Run one iteration of memory system evolution. Called by meta_harness.py or interactively via /meta-harness.
Run ONE iteration of memory system evolution. Do all work in the main session — do NOT delegate to subagents. Constraints get lost when you delegate, leading to parameter-only changes and skipped prototyping.
You do NOT run benchmarks. You analyze results + prediction traces, prototype changes, and implement new systems. The outer loop (meta_harness.py) handles benchmarking separately.
The most common failure mode is creating systems that are just parameter variants of existing ones. Check evolution_summary.jsonl for what's been tried — parameter sweeps (pool sizes, retrieval counts, context budgets, similarity metrics) almost always regress or tie.
Good candidates change a fundamental mechanism:
Bad candidates just tune numbers. If the logic in predict() and learn_from_batch() is identical to the base except for constants, it's a parameter variant. Rewrite with a genuinely novel mechanism.
Combining systems is valid. Take the retrieval strategy from system A and the memory format from system B, or draw on published approaches (DSPy, OPRO, Reflexion, CEIL, etc.).
Exploitation axes: A=Prompt template, B=Memory content, C=Selection algorithm, D=Memory sizing, E=Learning trigger, F=LLM usage in learning. If last 3 iterations explored the same axis, pick different ones.
Do ALL steps yourself in the main session.
Check the reports directory (path in the task prompt's "Run directories" section). For each past iteration that has results in evolution_summary.jsonl but NO report, write one. Each report should be <=30 lines covering: what changed, which datasets improved/regressed and why, and a takeaway for future iterations.
Read all state files:
evolution_summary.jsonl — what's been tried (one JSON per candidate)frontier_val.json — current best per dataset (val accuracy)config.yaml for current datasets and baselineslogs/<dataset>/<agent>/<model>/log.jsonl traces if they existFormulate 3 hypotheses — each must be falsifiable and target a different mechanism.
You MUST prototype your mechanism before writing the final system. Do NOT skip this step. Candidates that skip prototyping tend to have bugs or produce no improvement.
For each candidate:
/tmp/ that exercises the core retrieval/learning logic in isolation.logs/<dataset>/<memory>/<model>/log.jsonl to test against.For each of the 3 candidates:
agents/<name>.py, then make targeted modifications.

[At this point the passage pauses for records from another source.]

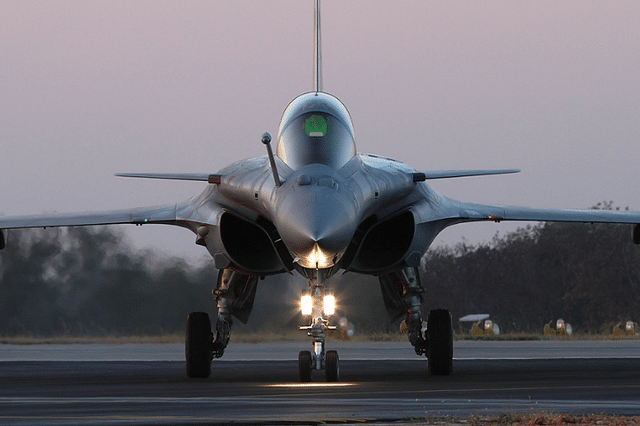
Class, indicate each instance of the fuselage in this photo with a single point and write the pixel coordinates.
(334, 208)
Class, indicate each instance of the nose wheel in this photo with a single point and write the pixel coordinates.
(318, 360)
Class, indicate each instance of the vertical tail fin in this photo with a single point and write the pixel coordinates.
(317, 52)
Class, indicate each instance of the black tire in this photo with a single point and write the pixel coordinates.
(332, 366)
(440, 342)
(198, 345)
(304, 366)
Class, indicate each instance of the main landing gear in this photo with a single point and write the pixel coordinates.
(235, 293)
(402, 294)
(314, 304)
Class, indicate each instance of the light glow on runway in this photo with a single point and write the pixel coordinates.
(310, 385)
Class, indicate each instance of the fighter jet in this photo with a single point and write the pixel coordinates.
(317, 207)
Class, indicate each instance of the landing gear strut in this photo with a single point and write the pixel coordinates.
(235, 293)
(402, 294)
(320, 302)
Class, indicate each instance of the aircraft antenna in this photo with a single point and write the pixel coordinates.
(317, 52)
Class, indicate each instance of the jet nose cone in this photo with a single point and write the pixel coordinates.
(316, 227)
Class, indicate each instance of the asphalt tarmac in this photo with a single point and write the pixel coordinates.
(257, 383)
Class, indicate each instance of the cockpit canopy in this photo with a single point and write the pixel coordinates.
(316, 128)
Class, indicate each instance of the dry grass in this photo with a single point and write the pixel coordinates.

This copy-then-edit approach ensures correct imports and proven patterns.predict() and learn_from_batch() is identical to the base except for numbers, REWRITE with a truly novel mechanism.uv run python -c "from text_classification.agents.<name> import *; print('OK')"Do not edit config.yaml just to register candidates. The benchmark auto-discovers files in agents/.

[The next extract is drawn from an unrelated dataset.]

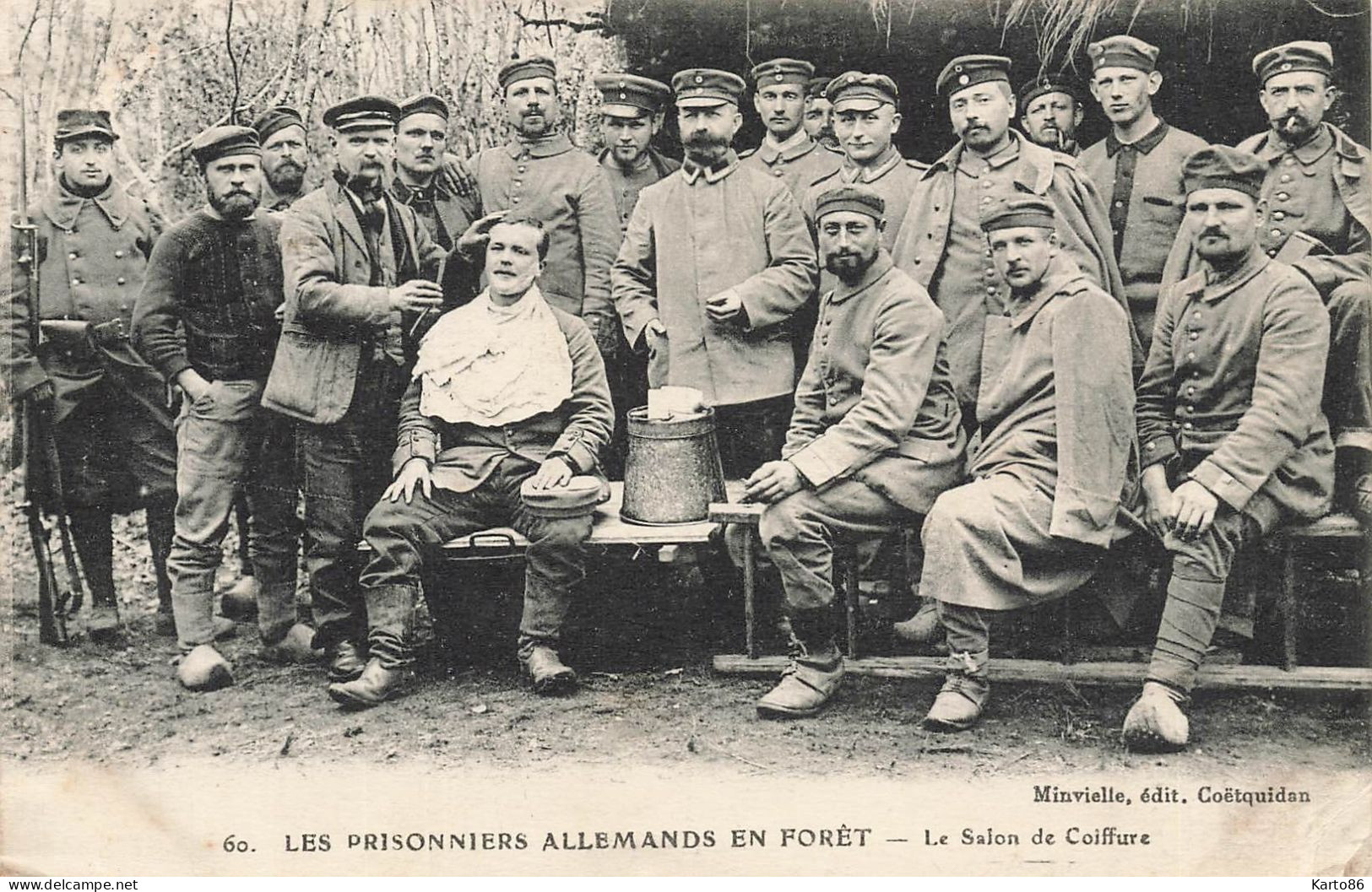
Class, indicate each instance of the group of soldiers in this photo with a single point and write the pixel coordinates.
(1017, 350)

Write to the path specified in the task prompt (NOT hardcoded — it may be in a run-specific subdirectory):
{
"iteration": <N>,
"candidates": [
{
"name": "<snake_case_name>",
"file": "agents/<name>.py",
"hypothesis": "<falsifiable claim>",
"axis": "exploitation|exploration",
"base_system": "<what it builds on>",
"components": ["tag1", "tag2", "..."]
}
]
}
Output: CANDIDATES: <name1>, <name2>, <name3>
class MemorySystem(ABC):
def __init__(self, llm: LLMCallable): ...
def predict(self, input: str) -> tuple[str, dict[str, Any]]: ...
def learn_from_batch(self, batch_results: list[dict[str, Any]]) -> None: ...
def get_state(self) -> str: ... # JSON-serializable
def set_state(self, state: str) -> None: ...
MemorySystem from ..memory_systemLLMCallable from ..llm, extract_json_field from ..memory_systemextract_json_field(response, "final_answer") for answer extraction (NOT custom regex)self.call_llm(prompt) for LLM calls (NOT self._llm directly)predict must work without any prior learning (cold start)learn_from_batch receives list of dicts with keys: input, prediction, ground_truth, was_correct, metadatalogs/<dataset>/<memory>/<model>/val.json (accuracy field)logs/<dataset>/<memory>/<model>/log.jsonllogs/<dataset>/<memory>/<model>/memory.jsonresults/<dataset>/<memory>/<model>/test.json (separate dir, never exposed during evolution)One JSON object per line, one line per evaluated candidate:
{"iteration": 1, "system": "example_system", "avg_val": 45.0, "axis": "exploitation", "hypothesis": "...", "delta": +2.1, "outcome": "45.0% (+2.1)", "components": ["tag1", "tag2", "tag3"]}
Treat evolution_summary.jsonl, frontier_val.json, and recent training traces as the only shipped history sources in this trimmed repo.